一般講演(ポスター発表) PB1-167 (Poster presentation)

樹林化がもたらす生物相の変容 ‐全国河川を対象とした鳥類分布の時系列解析‐

*藪原佑樹(北大院農),赤坂卓美(帯広畜産大),山浦悠一(森林総研),中村太士(北大院農)

近年、気候や地形に加えて、人間活動も広域の生物分布に影響を及ぼすことが指摘され、国土利用の変遷に伴うマクロスケールでの生物分布の変化に注目が集まっている。日本の河川では、ダム建設や河川改修に伴い、樹林化による氾濫原の景観変化が急速に進行してきた。地域スケールの研究から、樹林化により、河原に生息する生物種が減少する一方で、森林性生物は増加することが明らかになっている。しかし、気候や土地利用が異なる他地域においても同様に、樹林化が生物分布を変容させるかは明らかにされていない。

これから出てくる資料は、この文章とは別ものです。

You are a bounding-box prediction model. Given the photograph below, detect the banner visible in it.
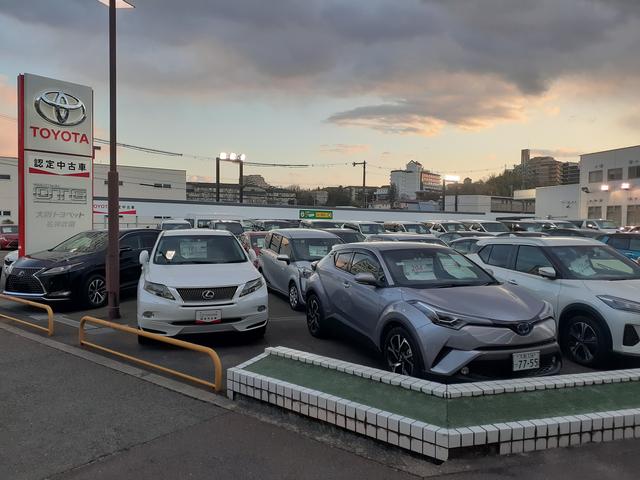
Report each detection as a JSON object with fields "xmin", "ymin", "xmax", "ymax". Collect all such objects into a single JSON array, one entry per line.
[{"xmin": 18, "ymin": 74, "xmax": 93, "ymax": 256}]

そこで本研究では、河川水辺の国勢調査を用いて、樹林化に伴う鳥類分布の変容を全国の河川で明らかにした。鳥類の個体数変化の指標は、1996-2000年(Ⅱ期)と2001-2005年(Ⅲ期)の鳥類調査で確認された各種の相対個体数の幾何平均とした。これらの種を生息環境に基づいて森林性、草地性、河原性に区分し、機能群ごとに個体数変化の指標を統合した。さらに、1980年代以降に樹林面積が拡大し、氾濫原に一定割合以上の樹林面積が存在する場所を樹林化地点として、樹林化した場所における鳥類の個体数変化を明らかにした。

解析の結果、樹林化地点における河原性鳥類の減少は、樹林化していない地点と比べて顕著に大きかった。一方で、草地性および森林性鳥類の個体数変化は、地域間で異なる傾向を示したが、樹林化との関係は認められなかった。これらを踏まえ、本発表では、樹林化および鳥類の応答の地域差に触れながら、鳥類保全に向けた河川管理について議論していきたい。